Wat in hoger beroep is aangevoerd, geeft geen aanleiding voor een andersluidend oordeel. De in hoger beroep ingebrachte rapporten van Bernaert en Houberg zien op de beoordeling van appellant per 27 april 2023. Het verslag van Struijk beschrijft de situatie van appellant vanaf het moment dat de psychiatrisch verpleegkundige aan appellant hulp verleent, september 2022. De verzekeringsarts bezwaar en beroep heeft in het rapport van 25 januari 2024 terecht vastgesteld dat uit deze informatie blijkt dat de situatie van appellant na datum in geding (19 januari 2022) verslechterd is. De verwijzing naar deze rapporten door appellant is in het licht van de beoordeling die de verzekeringsarts bezwaar en beroep, mede op basis van informatie van de behandelend sector, heeft gemaakt, onvoldoende om te twijfelen aan het standpunt van het Uwv.
4.5.
Omdat (ook) de Raad geen twijfel heeft over de juistheid van de medische beoordeling, is er geen reden om een deskundige te benoemen.
Arbeidskundige beoordeling
5. Uitgaande van de juistheid van de beperkingen in de FML van 14 februari 2022 heeft de arbeidsdeskundige bezwaar en beroep in het rapport van 20 december 2022 inzichtelijk en overtuigend gemotiveerd waarom appellant in staat moet worden geacht de geselecteerde functies te vervullen. Wat appellant heeft aangevoerd, geeft geen aanleiding voor een ander oordeel. De door appellant gestelde arbeidskundige gronden komen neer op de stelling dat er meer medische beperkingen zijn dan door het Uwv zijn aangenomen en deze stelling treft, zoals hiervoor is overwogen, geen doel.

Conclusie en gevolgen

6. Het hoger beroep slaagt niet.
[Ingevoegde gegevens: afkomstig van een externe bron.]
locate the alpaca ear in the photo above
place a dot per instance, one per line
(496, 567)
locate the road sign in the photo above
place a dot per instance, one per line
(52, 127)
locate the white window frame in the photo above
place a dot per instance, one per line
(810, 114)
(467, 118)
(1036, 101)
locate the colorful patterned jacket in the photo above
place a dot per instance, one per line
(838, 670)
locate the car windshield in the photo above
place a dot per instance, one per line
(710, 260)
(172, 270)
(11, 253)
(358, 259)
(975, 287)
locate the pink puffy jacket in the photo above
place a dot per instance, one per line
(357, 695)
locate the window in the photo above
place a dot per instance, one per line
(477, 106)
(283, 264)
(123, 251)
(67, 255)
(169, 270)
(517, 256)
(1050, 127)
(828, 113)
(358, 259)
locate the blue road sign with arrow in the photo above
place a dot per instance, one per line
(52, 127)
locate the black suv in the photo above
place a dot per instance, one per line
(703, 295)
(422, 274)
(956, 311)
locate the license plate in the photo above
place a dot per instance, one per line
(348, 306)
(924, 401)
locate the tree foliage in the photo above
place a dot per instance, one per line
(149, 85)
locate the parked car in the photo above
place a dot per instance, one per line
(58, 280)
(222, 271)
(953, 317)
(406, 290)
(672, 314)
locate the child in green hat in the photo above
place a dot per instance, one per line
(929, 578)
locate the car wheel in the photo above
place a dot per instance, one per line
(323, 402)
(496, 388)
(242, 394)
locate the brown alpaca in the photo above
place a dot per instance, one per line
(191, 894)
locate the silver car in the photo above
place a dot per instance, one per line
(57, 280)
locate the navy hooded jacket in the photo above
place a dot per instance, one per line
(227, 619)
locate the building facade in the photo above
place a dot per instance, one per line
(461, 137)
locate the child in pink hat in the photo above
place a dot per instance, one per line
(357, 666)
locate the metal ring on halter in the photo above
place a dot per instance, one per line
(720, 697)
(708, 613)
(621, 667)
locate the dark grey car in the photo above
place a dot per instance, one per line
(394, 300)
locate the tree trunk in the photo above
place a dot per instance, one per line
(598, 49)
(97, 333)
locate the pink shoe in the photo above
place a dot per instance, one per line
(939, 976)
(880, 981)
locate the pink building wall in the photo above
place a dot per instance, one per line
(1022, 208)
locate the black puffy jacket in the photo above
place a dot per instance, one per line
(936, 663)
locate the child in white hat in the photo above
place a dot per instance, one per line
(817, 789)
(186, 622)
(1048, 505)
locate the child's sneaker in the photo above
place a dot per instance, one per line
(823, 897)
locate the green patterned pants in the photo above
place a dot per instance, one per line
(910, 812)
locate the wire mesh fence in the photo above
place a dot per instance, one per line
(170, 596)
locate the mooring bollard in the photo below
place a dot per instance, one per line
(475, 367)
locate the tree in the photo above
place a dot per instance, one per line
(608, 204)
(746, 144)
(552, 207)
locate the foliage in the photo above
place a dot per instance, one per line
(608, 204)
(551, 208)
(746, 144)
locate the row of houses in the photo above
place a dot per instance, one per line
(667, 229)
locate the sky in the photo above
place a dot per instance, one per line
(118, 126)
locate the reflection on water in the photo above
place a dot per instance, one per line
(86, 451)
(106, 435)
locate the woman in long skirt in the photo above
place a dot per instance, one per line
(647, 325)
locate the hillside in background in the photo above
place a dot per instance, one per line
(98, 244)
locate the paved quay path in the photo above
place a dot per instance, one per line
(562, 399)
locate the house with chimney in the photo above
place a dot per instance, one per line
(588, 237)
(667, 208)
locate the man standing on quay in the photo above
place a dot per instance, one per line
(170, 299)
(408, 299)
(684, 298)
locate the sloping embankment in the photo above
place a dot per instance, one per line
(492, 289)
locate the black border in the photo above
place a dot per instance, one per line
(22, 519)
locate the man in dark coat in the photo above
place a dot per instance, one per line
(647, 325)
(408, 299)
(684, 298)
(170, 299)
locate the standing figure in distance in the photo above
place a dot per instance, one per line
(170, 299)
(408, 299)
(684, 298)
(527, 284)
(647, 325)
De aangevallen uitspraak wordt bevestigd. Dit betekent dat de toekenning van de WIA-uitkering aan appellant waarbij de mate van arbeidsongeschiktheid per 19 januari 2022 is vastgesteld op 58,75% in stand blijft. Bij deze uitkomst wordt het verzoek om veroordeling tot vergoeding van schade afgewezen.
7. Omdat het hoger beroep niet slaagt, krijgt appellant geen vergoeding voor zijn proceskosten en het betaalde griffierecht.

BESLISSING

De Centrale Raad van Beroep
- bevestigt de aangevallen uitspraak;
- wijst het verzoek om vergoeding van schade af.
Deze uitspraak is gedaan door F.M. Rijnbeek, in tegenwoordigheid van I. Gök als griffier. De beslissing is uitgesproken in het openbaar op 27 maart 2024.